S. M. Zita indique que le Serviteur de Dieu doit quitter la Suisse. Il est arrêté en Hongrie et déporté sur l’île de Madère. « […] Selon des décisions des différentes grandes puissances dans le cadre de conférences secrètes, il fut établi que le Serviteur de Dieu devait être séparé de moi et des enfants, déporté dans une île lointaine et soumis là aux plus rudes conditions de vie. […] Cependant, avant que cela n’arrive, une dernière chance devait être encore offerte au Serviteur de Dieu, qui devait avoir désormais appris à ses dépens, de sauver sa vie et sa famille. Peut-être, après tout, il aurait pu être plus docile à l’avenir et soumis aux plans de la franc-maçonnerie. Le Consul britannique à Madère se présenta deux fois au Serviteur de Dieu. La première fois, pour communiquer au nom de la Conférence des Ambassadeurs, spécialement celui d’Angleterre, que si le Serviteur de Dieu avait abdiqué alors, tous ses biens confisqués lui auraient été restitués et qu’en outre il aurait été encore matériellement subventionné également par l’Angleterre. S’il n’abdiquait pas, il lui était garanti que rien ne lui aurait été jamais restitué ; que n’était admis par l’Angleterre aucun apanage et qu’auraient été également interdites d’éventuelles assignations et envoi de fonds provenant d’ailleurs. Le Serviteur de Dieu répondit au Consul que sa couronne n’était pas à vendre. La deuxième fois, il vint pour lui faire la menace au nom des mêmes mandants de sa séparation d’avec nous (épouse et enfants NDT) et son transfert ailleurs dans le cas où existerait même le simple soupçon qu’il projette une nouvelle tentative de restauration» (vol. I, p. 595). Et à elle de poursuivre: «J’étais terriblement épouvantée. Le Serviteur de Dieu me consolait cependant. “Nous devons avoir confiance en Dieu. Le Très Saint Cœur de Jésus dirigera déjà tout de manière telle que s’accomplisse la Divine Volonté quelle qu’elle puisse être et avec cela nous devons être tranquillisés et contents”» (vol. I, pp. 595-596).

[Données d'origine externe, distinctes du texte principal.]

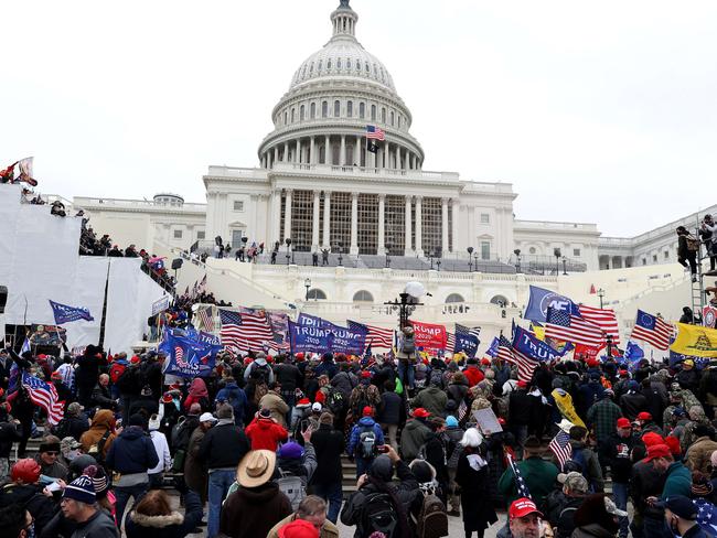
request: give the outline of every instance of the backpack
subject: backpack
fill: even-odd
[[[329,407],[329,410],[333,415],[339,415],[341,411],[343,411],[344,408],[344,397],[343,392],[341,390],[336,390],[335,388],[332,388],[329,391],[329,397],[327,398],[327,406]]]
[[[376,432],[374,427],[364,426],[363,431],[358,434],[358,455],[364,460],[373,460],[378,453],[376,445]]]
[[[372,532],[383,532],[386,538],[397,538],[400,535],[399,517],[396,506],[387,493],[371,493],[363,504],[360,523],[361,536]]]
[[[699,239],[696,239],[692,234],[687,234],[685,239],[687,239],[687,250],[692,252],[699,250]]]
[[[448,536],[448,514],[446,505],[435,494],[424,497],[416,521],[418,538],[440,538]]]
[[[281,474],[281,477],[276,481],[277,485],[281,493],[289,497],[291,509],[296,512],[299,507],[299,503],[301,503],[301,501],[307,496],[307,491],[303,487],[301,477],[289,472],[283,472],[281,469],[279,469],[279,473]]]

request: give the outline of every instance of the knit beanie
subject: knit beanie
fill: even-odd
[[[92,478],[83,474],[72,481],[65,487],[63,498],[72,498],[85,504],[95,504],[97,496],[95,495],[95,485]]]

Dans des conditions de grande pauvreté, contraint à vivre dans une maison froide et humide, le Serviteur de Dieu contracta une bronchite qui dégénéra ensuite en pneumonie. Le 27 mars 1922, le Serviteur de Dieu se confessa auprès du Père Paolo Zsamboki. Après la confession, il appela le prêtre à côté de lui et dit «fort et solennellement» : «Je pardonne à tous ceux qui travaillent contre moi. Je continuerai à prier et à souffrir pour eux» (vol. I, p. 213).

Lorsque se répand la nouvelle de sa mort, dans l’île de Madère, on entend une seule voix : «un saint est mort». Quelqu’un, en pensant aux souffrances du Serviteur de Dieu, ajoute : «le Roi martyr est mort» (vol. I, p. 221).

Le Pape Jean Paul II dira de lui : «Dès le début, l’Empereur Charles conçut sa charge comme un service saint à ses sujets. Sa principale préoccupation était de suivre la vocation du chrétien à la sainteté également dans son action politique. […] Qu’il soit un exemple pour nous tous, en particulier pour ceux qui ont aujourd’hui une responsabilité politique en Europe!».